Le solde après aides s'étale : sur le cas type à Millencourt, le reste à charge d'un ménage très modeste ressort à 6 000 € après aide ANAH et prise en charge de l'accompagnement. Étalé sur quinze ans en éco-prêt à taux zéro, cela représente de l'ordre de 35 € par mois, à comparer aux 1 620 € d'économie annuelle attendue sur la facture d'énergie.
À la réception à Millencourt, le document déterminant est la note de dimensionnement postérieure à l'isolation. Il conditionne le versement du solde de l'aide, dont le montant maximal atteint 32 000 € pour un ménage très modeste et 18 000 € pour un ménage intermédiaire sur l'assiette de 40 000 € HT.
Le solde se finance : à Millencourt, le reste à charge du cas type le plus aidé s'établit à 6 000 € après aide ANAH et prise en charge de l'accompagnement jusqu'à 2 000 €. Étalé en éco-prêt sur quinze ans, cela représente environ 35 € par mois, quand le bouquet maison contribue déjà à 1 620 € d'économie annuelle attendue.

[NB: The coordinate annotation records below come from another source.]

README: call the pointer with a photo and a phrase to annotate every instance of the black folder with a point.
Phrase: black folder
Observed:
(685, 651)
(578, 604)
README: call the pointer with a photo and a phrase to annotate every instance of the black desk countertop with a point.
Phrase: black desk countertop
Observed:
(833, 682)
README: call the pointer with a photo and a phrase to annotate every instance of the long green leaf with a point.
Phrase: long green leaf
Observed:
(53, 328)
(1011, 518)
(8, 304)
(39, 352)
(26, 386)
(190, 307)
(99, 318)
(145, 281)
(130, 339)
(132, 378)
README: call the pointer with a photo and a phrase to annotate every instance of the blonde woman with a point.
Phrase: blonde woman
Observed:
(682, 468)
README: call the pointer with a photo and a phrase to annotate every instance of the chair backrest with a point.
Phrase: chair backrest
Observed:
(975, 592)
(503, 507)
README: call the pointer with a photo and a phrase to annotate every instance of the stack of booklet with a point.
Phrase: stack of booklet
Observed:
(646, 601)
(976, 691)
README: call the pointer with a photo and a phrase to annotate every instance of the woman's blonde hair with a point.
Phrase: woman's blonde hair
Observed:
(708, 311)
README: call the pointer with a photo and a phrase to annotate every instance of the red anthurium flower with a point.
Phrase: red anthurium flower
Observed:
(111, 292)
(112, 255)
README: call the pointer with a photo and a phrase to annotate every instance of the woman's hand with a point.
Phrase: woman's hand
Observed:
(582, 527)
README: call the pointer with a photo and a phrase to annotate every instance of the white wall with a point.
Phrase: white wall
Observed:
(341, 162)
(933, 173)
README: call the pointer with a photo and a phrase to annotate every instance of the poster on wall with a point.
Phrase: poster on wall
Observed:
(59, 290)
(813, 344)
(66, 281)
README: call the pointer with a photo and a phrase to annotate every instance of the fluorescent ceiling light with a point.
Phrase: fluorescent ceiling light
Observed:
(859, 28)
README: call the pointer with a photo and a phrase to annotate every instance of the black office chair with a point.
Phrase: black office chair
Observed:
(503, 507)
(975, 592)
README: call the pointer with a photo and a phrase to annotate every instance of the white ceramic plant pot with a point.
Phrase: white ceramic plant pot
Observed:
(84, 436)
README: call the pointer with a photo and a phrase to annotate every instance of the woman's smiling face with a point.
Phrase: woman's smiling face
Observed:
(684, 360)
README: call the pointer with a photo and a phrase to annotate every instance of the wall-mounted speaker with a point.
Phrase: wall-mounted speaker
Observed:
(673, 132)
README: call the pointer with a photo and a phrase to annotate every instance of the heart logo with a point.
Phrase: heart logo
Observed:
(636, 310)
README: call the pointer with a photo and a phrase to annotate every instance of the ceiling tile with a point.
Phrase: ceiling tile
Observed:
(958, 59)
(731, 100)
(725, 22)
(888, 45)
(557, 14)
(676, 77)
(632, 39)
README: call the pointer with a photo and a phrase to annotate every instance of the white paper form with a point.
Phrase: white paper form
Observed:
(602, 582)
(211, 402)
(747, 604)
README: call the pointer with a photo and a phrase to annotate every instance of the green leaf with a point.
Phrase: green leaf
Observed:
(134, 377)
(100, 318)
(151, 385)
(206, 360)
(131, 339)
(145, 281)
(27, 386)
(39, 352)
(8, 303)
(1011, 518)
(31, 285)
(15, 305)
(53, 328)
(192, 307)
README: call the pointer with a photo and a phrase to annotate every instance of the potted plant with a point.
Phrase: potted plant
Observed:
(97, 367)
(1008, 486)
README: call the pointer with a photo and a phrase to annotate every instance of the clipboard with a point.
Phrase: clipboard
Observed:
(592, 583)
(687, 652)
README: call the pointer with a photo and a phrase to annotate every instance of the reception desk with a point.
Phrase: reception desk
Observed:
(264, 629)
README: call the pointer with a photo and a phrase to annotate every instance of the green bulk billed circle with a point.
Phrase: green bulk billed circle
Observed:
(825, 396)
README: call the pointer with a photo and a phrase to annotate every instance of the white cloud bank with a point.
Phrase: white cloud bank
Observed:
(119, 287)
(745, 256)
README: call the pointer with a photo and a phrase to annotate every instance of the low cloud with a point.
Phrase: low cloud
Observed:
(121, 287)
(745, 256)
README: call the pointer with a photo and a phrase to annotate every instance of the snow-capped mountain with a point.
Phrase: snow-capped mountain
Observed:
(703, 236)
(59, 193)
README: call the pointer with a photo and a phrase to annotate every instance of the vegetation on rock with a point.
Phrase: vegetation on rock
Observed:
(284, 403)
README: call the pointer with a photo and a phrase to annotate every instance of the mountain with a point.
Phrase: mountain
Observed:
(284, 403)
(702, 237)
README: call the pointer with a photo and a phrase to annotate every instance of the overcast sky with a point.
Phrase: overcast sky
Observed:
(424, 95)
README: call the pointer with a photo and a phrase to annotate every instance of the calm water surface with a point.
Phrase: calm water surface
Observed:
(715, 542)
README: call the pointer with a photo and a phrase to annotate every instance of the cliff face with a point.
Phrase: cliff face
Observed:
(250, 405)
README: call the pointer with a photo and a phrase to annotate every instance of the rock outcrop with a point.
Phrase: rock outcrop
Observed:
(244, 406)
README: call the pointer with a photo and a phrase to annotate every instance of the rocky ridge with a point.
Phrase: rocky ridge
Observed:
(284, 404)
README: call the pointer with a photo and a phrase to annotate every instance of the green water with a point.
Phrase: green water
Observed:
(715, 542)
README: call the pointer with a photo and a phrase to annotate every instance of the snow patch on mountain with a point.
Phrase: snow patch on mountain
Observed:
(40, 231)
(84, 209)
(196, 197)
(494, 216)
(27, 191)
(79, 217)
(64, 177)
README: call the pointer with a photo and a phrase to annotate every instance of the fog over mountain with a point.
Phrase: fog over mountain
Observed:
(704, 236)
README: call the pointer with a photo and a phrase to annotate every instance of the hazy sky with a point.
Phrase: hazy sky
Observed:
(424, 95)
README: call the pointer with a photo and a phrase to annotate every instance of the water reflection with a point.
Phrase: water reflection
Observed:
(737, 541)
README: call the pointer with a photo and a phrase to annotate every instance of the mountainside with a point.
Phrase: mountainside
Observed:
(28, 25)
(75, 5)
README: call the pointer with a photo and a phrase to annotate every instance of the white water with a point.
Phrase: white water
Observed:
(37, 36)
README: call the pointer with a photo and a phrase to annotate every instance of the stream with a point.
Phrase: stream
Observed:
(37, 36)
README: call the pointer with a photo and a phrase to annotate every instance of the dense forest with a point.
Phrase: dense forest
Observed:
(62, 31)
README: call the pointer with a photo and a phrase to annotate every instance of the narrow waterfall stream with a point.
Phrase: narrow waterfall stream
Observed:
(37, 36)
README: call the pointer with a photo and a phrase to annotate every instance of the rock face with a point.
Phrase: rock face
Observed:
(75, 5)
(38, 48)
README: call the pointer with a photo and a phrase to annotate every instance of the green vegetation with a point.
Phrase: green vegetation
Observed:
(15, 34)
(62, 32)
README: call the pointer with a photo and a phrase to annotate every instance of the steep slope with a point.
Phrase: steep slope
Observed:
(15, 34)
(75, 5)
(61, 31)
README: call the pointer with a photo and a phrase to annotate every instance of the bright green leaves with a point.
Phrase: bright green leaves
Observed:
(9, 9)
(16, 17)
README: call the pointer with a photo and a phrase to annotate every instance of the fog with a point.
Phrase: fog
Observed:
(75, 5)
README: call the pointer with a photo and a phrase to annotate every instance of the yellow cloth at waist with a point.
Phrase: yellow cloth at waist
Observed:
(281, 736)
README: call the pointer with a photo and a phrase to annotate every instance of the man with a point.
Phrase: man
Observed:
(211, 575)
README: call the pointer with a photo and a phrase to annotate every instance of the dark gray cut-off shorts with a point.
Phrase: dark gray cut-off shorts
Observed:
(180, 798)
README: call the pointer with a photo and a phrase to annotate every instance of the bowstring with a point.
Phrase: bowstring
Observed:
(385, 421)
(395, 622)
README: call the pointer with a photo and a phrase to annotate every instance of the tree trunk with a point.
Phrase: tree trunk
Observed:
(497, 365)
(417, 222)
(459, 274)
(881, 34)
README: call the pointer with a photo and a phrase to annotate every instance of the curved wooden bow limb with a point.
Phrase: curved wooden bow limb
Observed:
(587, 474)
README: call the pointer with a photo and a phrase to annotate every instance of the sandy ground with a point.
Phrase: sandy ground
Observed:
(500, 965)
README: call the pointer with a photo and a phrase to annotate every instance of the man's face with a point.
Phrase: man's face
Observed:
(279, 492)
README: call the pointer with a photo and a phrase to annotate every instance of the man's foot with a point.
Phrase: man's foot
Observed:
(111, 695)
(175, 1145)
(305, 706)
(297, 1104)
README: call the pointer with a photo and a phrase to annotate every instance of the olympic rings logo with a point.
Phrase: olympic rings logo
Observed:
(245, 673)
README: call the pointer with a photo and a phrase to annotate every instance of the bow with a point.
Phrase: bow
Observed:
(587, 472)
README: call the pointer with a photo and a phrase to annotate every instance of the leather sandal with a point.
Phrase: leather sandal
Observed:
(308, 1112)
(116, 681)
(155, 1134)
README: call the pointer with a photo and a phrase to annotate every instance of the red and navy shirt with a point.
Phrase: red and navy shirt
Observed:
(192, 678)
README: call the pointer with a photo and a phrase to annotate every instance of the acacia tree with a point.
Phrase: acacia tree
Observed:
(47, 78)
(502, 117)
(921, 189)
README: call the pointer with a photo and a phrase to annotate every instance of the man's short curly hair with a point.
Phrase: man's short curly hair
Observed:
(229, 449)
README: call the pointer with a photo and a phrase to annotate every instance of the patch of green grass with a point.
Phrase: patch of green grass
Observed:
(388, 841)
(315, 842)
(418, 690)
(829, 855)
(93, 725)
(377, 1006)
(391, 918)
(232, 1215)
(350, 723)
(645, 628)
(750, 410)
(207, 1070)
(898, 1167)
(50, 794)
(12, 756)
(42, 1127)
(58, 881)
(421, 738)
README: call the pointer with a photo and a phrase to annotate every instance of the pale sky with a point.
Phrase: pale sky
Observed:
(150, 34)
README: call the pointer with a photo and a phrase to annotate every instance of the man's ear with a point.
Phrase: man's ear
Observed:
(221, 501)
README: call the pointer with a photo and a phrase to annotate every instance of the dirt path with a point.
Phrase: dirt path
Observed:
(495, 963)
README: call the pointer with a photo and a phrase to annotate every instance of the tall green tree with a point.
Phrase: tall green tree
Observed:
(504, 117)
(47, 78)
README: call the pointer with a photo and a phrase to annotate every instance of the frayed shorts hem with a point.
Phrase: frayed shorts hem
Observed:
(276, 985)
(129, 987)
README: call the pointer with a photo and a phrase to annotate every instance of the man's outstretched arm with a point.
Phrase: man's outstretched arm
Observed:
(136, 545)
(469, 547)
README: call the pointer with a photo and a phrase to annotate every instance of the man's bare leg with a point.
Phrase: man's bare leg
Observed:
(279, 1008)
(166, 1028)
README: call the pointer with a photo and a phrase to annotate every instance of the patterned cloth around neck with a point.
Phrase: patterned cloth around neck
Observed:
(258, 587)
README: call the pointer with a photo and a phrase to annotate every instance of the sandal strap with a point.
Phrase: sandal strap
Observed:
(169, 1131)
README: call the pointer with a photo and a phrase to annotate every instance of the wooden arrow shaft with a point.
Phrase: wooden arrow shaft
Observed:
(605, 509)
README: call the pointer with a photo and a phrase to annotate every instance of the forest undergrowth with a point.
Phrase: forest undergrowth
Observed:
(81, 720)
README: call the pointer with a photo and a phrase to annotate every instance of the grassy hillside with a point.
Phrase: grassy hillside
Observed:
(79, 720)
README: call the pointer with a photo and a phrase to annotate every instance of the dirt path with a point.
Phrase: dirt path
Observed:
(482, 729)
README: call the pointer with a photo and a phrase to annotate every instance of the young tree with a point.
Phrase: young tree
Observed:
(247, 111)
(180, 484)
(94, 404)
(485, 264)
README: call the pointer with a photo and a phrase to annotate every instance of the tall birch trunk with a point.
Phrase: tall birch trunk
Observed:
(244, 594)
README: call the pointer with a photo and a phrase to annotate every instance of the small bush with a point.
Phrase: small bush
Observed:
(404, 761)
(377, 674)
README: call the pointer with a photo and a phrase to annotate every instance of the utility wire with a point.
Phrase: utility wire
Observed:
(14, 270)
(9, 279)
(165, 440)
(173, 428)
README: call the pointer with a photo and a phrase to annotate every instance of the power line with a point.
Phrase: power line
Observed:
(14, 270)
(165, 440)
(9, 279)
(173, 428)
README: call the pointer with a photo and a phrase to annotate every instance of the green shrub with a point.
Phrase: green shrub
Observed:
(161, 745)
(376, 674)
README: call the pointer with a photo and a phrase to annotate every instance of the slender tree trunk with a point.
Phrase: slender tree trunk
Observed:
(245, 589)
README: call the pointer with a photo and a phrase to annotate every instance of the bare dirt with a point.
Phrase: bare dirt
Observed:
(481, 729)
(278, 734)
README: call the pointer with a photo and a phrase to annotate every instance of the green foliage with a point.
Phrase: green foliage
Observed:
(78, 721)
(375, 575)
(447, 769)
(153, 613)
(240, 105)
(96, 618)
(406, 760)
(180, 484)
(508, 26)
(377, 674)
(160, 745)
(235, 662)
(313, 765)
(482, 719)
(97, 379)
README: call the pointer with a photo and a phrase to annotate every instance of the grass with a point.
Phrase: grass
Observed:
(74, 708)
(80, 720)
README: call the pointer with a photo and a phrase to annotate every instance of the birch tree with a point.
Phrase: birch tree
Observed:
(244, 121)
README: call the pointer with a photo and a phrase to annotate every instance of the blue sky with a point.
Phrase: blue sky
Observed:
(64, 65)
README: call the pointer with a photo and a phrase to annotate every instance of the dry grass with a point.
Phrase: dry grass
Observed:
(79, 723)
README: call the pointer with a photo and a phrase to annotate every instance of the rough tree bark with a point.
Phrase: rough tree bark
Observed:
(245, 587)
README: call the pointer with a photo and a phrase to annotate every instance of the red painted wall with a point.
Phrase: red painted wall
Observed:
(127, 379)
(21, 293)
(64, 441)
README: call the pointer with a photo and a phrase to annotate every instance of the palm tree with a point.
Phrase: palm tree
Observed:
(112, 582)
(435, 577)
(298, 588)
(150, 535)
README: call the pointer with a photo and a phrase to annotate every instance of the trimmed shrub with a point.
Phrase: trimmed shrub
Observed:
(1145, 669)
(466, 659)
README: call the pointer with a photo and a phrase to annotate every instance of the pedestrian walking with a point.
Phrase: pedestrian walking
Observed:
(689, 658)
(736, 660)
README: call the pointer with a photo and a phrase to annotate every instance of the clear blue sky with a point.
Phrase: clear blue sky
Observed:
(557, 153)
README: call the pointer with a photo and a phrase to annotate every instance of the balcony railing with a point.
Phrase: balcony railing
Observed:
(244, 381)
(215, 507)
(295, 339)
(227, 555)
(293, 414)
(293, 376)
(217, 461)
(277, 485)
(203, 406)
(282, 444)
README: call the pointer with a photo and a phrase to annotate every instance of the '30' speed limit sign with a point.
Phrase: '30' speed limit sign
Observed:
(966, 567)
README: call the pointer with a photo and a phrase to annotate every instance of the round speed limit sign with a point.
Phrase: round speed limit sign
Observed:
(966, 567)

Côté performance, le traitement complet de l'enveloppe d'une maison pèse pour 45 à 65 % de la consommation totale. Sur la base conventionnelle appliquée à Millencourt en zone H1a, cela représente entre 12 355 et 17 845 kWh évités par an, soit 1 327 € à 1 917 € de facture en moins au tarif de référence 2026.
La densité de diagnostics renseigne sur la maturité du marché : 13 DPE publiés par l'ADEME à Millencourt, soit 144 pour 1 000 résidences principales. Un tel volume conditionne les délais de une entreprise générale ou un groupement d'artisans RGE, dont l'intervention sur le traitement complet de l'enveloppe d'une maison dure huit à quatorze semaines.
Ne signez rien avant l'accord : sur le traitement complet de l'enveloppe d'une maison à Millencourt, l'antériorité du dossier est une condition d'éligibilité, pas une formalité. L'enjeu se chiffre à 32 000 € pour un profil très modeste et 18 000 € pour un profil intermédiaire.
La part de propriétaires occupants — 84 % à Millencourt — dessine le volume de projets réellement engageables à court terme sur le traitement complet de l'enveloppe d'une maison, soit environ 76 logements. Le reste du parc suppose un montage locatif, avec ses propres conditions d'éligibilité.
Exigence opposable à Millencourt : un métré contradictoire des quatre parois déperditives. Elle doit figurer sur le devis initial, pas seulement sur la facture. Un dossier de le traitement complet de l'enveloppe d'une maison qui en fait l'économie s'expose à un refus de prise en charge, l'aide comme le CEE s'appuyant sur ce critère.